Commissioner working toward drilling safety

LISBON – Columbiana County Commissioner Tim Weigle said he has been following through on a campaign pledge made two years ago to help the county better prepare for potential problems resulting from the drilling boom.

“I can’t say that it’s something that has been completely fulfilled on my end, but working through Luke and the EMA we’re heading in that direction,” Weigle said, referring to Luke Newbold, director of the county Emergency Management Agency.

Weigle was a Unity Township trustee when elected county commissioner in 2012, and one of his campaign promises was to ensure local oil and gas development is managed in a manner that protects public health and safety.

“I began talking to Luke about things I thought we should be doing, and he agreed,” Weigle said.

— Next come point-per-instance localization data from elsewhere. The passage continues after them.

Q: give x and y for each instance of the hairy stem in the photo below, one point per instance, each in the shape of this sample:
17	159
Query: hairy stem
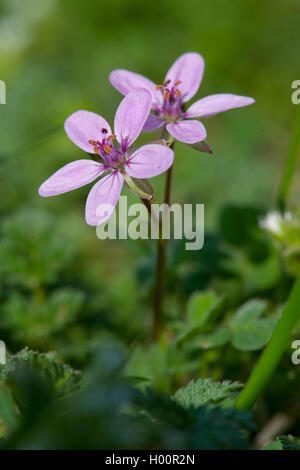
273	352
160	270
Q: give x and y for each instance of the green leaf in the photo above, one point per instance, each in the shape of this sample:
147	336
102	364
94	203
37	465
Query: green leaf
8	411
201	391
64	379
250	332
202	307
289	443
218	338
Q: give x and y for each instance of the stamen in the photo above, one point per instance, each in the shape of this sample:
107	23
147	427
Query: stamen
107	149
95	145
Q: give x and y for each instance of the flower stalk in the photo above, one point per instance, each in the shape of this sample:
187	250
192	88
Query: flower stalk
161	259
273	352
290	165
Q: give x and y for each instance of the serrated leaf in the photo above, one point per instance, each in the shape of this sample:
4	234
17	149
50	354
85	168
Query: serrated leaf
201	391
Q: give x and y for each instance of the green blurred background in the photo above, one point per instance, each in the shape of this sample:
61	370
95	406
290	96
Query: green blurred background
55	58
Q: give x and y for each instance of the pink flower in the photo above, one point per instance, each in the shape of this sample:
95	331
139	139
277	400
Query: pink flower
92	133
180	85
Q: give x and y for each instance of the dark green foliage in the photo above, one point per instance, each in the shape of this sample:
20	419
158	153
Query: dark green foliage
109	413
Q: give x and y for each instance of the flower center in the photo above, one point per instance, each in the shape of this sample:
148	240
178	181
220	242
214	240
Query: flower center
172	102
105	148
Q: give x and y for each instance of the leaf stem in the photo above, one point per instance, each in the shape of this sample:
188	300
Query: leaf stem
273	352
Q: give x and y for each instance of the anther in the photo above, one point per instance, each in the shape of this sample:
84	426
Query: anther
107	149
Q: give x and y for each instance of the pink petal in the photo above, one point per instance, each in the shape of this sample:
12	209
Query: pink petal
187	131
150	160
153	122
83	126
125	81
188	68
214	104
131	116
103	198
71	176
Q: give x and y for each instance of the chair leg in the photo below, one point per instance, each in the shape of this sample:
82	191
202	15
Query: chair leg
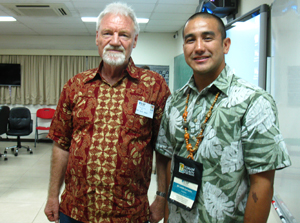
36	137
16	148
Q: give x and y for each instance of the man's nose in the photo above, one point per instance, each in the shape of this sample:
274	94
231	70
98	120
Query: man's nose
199	46
115	41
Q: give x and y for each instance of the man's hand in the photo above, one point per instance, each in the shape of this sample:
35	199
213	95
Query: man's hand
52	209
157	209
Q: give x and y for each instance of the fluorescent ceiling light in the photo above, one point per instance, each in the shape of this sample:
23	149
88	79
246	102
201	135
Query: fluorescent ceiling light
142	20
89	19
94	19
7	19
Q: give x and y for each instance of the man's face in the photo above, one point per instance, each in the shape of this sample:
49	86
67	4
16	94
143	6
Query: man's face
204	48
115	39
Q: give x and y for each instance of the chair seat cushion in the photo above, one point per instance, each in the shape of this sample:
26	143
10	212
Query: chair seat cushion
42	128
18	132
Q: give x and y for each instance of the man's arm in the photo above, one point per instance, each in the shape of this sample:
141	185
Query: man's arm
260	197
59	164
157	208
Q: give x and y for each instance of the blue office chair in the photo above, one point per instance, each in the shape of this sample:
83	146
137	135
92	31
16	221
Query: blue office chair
19	124
4	114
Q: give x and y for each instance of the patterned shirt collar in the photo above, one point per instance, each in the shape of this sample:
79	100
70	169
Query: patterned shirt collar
131	70
222	82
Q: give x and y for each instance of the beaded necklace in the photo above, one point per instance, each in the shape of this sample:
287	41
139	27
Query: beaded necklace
200	137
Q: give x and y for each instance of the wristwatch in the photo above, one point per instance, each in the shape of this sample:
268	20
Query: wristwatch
162	194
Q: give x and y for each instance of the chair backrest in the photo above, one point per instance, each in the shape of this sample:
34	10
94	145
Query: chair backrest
19	118
4	114
45	113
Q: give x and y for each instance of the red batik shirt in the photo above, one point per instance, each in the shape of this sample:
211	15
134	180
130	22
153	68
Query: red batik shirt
110	160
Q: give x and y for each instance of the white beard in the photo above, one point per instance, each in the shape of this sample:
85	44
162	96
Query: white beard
114	58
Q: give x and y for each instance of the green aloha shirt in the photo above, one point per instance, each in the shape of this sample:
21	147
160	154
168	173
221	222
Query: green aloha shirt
241	137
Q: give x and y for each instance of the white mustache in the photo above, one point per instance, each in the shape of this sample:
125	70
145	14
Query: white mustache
109	47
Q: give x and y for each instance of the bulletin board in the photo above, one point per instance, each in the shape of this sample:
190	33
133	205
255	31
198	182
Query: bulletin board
182	72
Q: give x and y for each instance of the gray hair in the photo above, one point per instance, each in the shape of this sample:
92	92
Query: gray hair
121	9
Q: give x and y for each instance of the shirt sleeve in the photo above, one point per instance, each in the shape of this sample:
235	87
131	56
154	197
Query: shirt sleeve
61	125
163	144
162	96
263	145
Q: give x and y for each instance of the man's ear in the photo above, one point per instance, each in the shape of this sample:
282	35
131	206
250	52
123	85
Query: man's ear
96	38
226	45
135	40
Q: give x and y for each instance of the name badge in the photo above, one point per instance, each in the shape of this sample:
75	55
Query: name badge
185	182
144	109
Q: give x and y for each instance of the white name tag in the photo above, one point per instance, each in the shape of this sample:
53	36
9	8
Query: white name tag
184	192
144	109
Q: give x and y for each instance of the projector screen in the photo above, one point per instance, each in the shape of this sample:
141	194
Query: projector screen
247	55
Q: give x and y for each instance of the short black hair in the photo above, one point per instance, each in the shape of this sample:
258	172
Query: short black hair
208	16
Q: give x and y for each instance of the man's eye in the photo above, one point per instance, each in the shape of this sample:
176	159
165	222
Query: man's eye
208	38
189	40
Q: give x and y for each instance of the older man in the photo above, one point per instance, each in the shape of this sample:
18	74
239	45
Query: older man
104	131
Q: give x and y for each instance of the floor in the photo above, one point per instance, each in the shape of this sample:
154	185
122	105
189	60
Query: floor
24	184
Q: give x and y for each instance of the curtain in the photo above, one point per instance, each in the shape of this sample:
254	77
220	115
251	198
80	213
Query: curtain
93	62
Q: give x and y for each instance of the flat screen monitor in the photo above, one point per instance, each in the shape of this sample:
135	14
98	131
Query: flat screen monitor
247	55
10	74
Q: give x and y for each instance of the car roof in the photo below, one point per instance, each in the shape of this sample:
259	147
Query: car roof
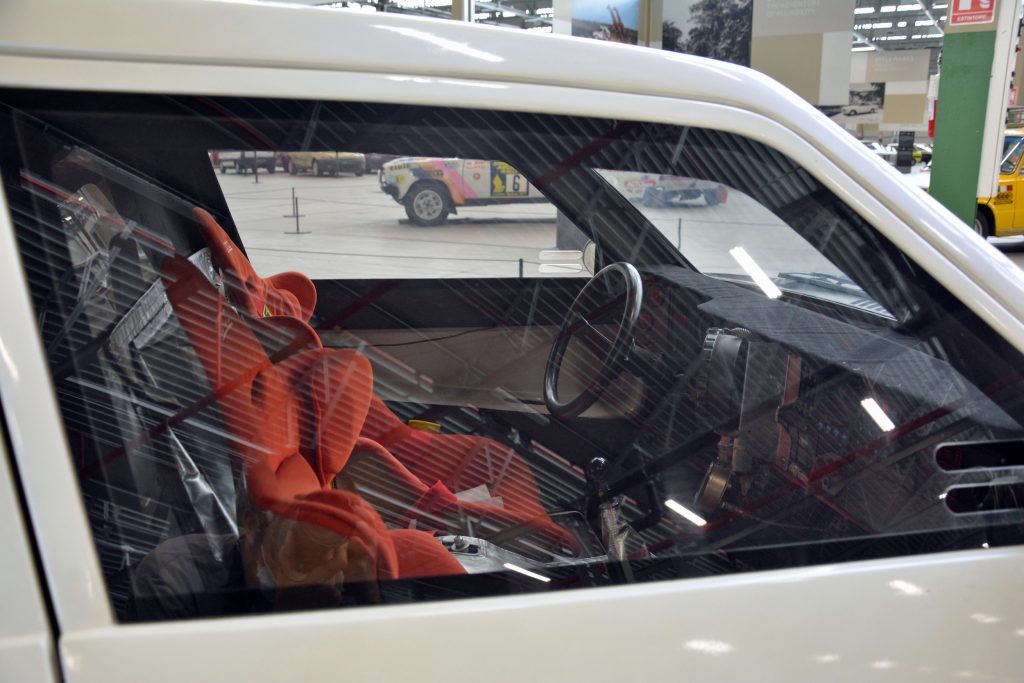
265	34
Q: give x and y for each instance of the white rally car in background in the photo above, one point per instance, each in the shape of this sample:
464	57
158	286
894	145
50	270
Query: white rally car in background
432	188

Newbold arrived on the job about the same time Weigle took office.

As a result, Newbold began attending various safety training seminars for responding to oil and gas drilling related accidents, fires and spills. The intention is to receive the necessary certification so Newbold can serve as an instructor and conduct the same training sessions for local firefighters, police officers and other public safety personnel.

“He has already gotten a lot of these certifications” and Newbold is scheduled to attend a training session at the end of July hosted by Norfolk Southern Railway, Weigle said. This session is about how to respond to an accident involving rail cars specifically transporting shale oil or gas.

“Each time he will be able to take that back and give that to our safety forces,” Weigle said.

Newbold said they hosted several training events for fire departments and other first responders alone. Chesapeake Exploration has assisted in five response training sessions over the past year.

The EMA has also been compiling a list of contact cell phone numbers from each drilling company operating in the county, as well as companies installing the gathering pipelines. Weigle said these contact numbers will connect them to people who can get them answers immediately should there be an accident that might jeopardize public health or safety.

One of those contacts is Eric Mize of M3 Midstream, which is one of the partners in the Utica East Ohio Midstream gas collection and processing plant in Kensington. “We can reach him just about any time and don’t have to go to three people” to get an answer, Weigle said.

Getting solid contact names numbers for Chesapeake Exploration, which has the most leased property and drilling permits in the county, has been a bit more difficult since the company underwent a major shakeup in March 2013, Weigle said

A CD of these contacts, which also includes safety information and pipeline routes, has been available to fire departments, and the plan is to get copies to other safety personnel, Weigle said.